The Rutgers Hillel Center for Israel Engagement hosted a runway fashion show on Wednesday night that showcased the evolution of Israeli fashion from the time of the first Kibbutz in 1909 up until the contemporary styles that grace the catwalks of Tel Aviv Fashion Week.
The semi-historical, semi-creative show was led by Liraz Cohen Mordechai, a fashion blogger and lecturer who is currently on a college campus tour, dedicated to the history and inspiration behind Israeli fashion.
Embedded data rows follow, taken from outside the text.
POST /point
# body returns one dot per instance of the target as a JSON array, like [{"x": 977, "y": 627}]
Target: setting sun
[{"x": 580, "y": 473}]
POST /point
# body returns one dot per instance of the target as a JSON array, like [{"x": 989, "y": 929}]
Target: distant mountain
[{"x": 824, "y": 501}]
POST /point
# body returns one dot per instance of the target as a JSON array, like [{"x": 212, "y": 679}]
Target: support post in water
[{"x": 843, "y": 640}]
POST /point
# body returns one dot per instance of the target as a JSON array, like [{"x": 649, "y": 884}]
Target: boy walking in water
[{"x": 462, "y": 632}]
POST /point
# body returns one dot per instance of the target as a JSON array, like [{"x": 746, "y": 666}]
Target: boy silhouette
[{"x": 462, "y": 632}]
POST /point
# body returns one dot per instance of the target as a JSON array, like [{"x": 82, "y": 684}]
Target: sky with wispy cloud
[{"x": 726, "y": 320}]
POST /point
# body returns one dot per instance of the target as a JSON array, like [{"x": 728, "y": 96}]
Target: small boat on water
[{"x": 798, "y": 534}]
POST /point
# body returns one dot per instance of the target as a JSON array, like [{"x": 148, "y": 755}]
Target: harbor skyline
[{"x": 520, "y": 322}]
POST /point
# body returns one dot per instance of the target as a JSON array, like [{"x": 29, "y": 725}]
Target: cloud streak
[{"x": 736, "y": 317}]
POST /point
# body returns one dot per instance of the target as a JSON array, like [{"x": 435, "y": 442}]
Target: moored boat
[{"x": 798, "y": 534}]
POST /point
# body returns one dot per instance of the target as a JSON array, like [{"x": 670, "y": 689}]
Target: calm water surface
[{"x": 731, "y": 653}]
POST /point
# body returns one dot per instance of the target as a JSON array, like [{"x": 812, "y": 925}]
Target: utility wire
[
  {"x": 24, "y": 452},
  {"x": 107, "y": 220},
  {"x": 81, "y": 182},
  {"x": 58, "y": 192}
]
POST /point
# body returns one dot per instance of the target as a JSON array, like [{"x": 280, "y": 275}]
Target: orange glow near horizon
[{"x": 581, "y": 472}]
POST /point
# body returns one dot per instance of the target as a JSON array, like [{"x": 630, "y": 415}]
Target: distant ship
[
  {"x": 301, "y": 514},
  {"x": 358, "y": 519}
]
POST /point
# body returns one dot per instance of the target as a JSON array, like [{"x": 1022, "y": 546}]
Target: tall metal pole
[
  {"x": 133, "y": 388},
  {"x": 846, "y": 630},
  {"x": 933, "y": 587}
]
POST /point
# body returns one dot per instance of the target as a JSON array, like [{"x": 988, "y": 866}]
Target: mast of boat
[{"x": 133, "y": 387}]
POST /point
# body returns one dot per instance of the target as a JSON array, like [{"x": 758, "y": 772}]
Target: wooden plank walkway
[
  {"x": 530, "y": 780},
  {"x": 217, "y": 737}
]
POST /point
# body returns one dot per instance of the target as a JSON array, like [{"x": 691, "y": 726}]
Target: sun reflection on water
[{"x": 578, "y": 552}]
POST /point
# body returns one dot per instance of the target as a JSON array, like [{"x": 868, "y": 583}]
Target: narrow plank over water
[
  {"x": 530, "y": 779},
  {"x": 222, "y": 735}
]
"The idea behind the Center for Israel Engagement is to bring Israeli culture and history to campus, and a big part of any culture is its fashion," said Segev Kanik, the Israel chair at Rutgers Hillel and a School of Arts and Sciences sophomore. "We thought that a great way to engage the student body would be to bring Israeli fashion to them as it's something really relatable, and we can discuss the history of Israel through that lens."
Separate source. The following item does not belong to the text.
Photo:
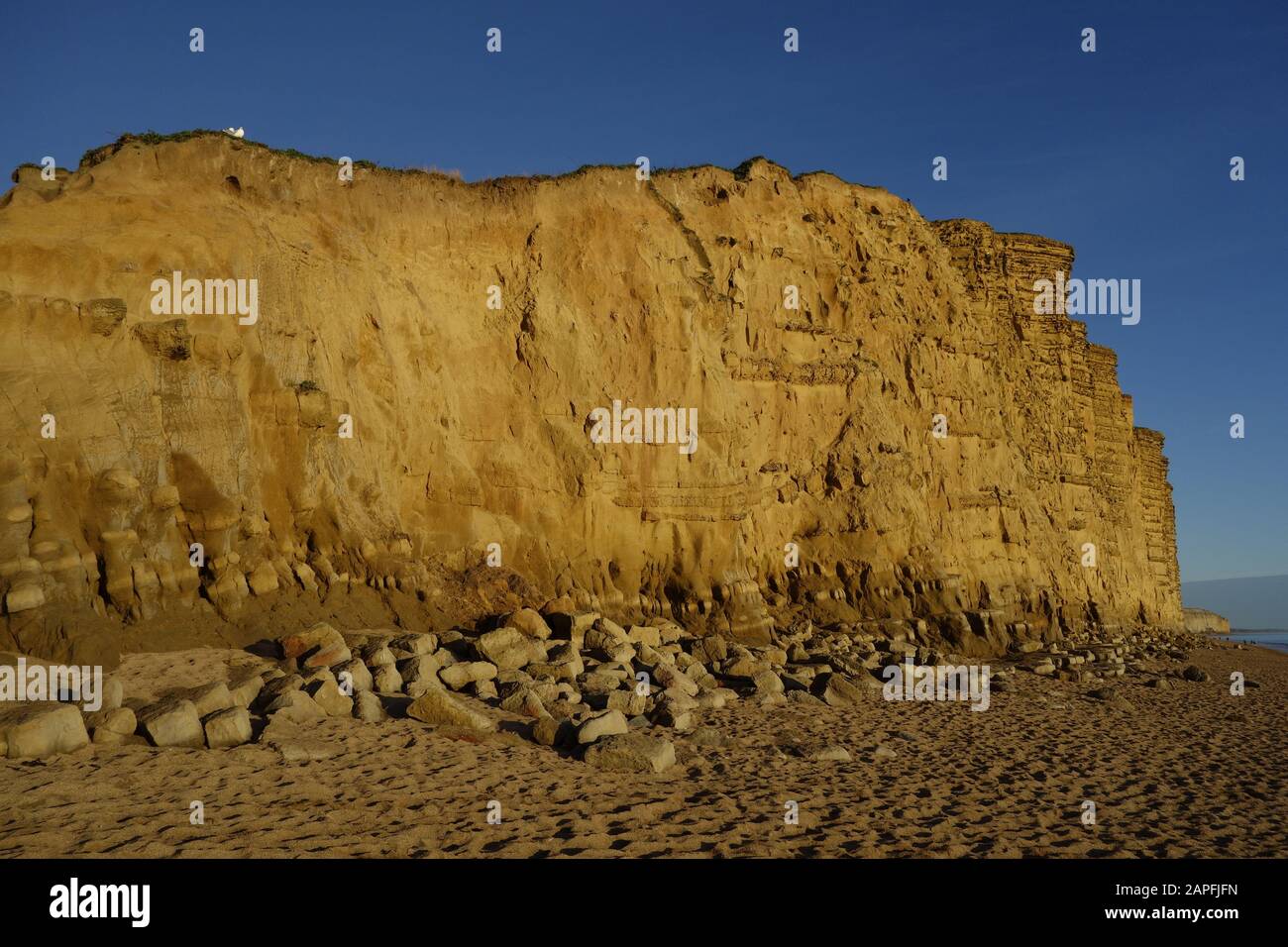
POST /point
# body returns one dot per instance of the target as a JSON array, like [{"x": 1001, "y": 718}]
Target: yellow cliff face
[{"x": 472, "y": 425}]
Although its a young country, Israel has an innately rich culture. Cohen Mordechai's goal for this show was to not only showcase a historical curation of styles but also to illustrate how trends reflect different events and emotions that a society experiences throughout its history.
Seen as a mundane, every day object at its worst and an art form at its best, the sociological complexity of fashion is often overlooked. Fashion has greatly influenced the "fabrics" of societies all over the world, said Cohen Mordechai, and what people wear characterizes their lifestyles, beliefs and surroundings.
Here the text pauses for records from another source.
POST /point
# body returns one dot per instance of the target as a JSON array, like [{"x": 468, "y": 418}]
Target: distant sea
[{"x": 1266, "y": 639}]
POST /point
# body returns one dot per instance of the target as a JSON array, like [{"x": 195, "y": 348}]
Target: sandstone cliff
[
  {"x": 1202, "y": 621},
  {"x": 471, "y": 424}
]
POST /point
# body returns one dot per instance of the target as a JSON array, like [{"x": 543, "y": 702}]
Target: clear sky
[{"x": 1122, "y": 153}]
"People often think of fashion as flat and superficial, but that is incorrect," Cohen Mordechai said. "Today, we can see the evolution of Israeli fashion and how significant events such as war and immigration change the way people dress."
Cohen Mordechai highlighted that during the last century, Israeli fashion experienced constant clashes that reflected the different intents of the modern city of Tel Aviv compared to the more rural areas of Israel. To illustrate this idea, models strutted down the runway in threads similar to what was trending during different Israeli milestones.
When the city of Tel Aviv was founded in 1909, city goers adopted modern, Euro-centric clothing and often donned white hues that complemented their tanned skin. On the other hand, members of the Kibbutz collectives opted for more traditional clothing that was practical for agricultural work.
Hard manual labor in the Kibbutz called for comfortable clothing. While most women in 1909 stuck to skirts and dresses, Cohen Mordechai pointed out that it was not uncommon for Israeli women of these communities to wear shorts and pants. A female model confidently walked down the runway in an all-khaki ensemble that was nearly identical to her male model counterpart's costume.
During times of war, fashion trends borrowed styles from military uniforms, a phenomenon that is not just unique to Israeli culture. As Israel fought in the Arab-Israeli war in 1948, citizens admired their soldiers, and men often wore their uniforms in the streets with pride.
Because Israel saw a surge in immigration in the 20th century, trends were also brought on and inspired by an array of different cultures, from embellishments worn by Yemeni girls to embroidery inspired by Russian dress.
Most recently, Israel has gained worldwide recognition as a pioneer in the world of fashion. Celebrities, such as Selena Gomez, frequently wear clothing made by Israeli designers, and Tel Aviv joined the fashion capitals of New York, Paris, London and Milan after establishing its own Fashion Week.
One model wore an entire outfit designed by Elie Tahari, an Iranian Israeli designer whose clothing lines and retail stores can be found in most American shopping malls today.
By combining historical context with high fashion, Cohen Mordechai proved that clothing is not merely a set of garments that cover the body but a legitimate form of expression that mirrors what people believe and what they go through.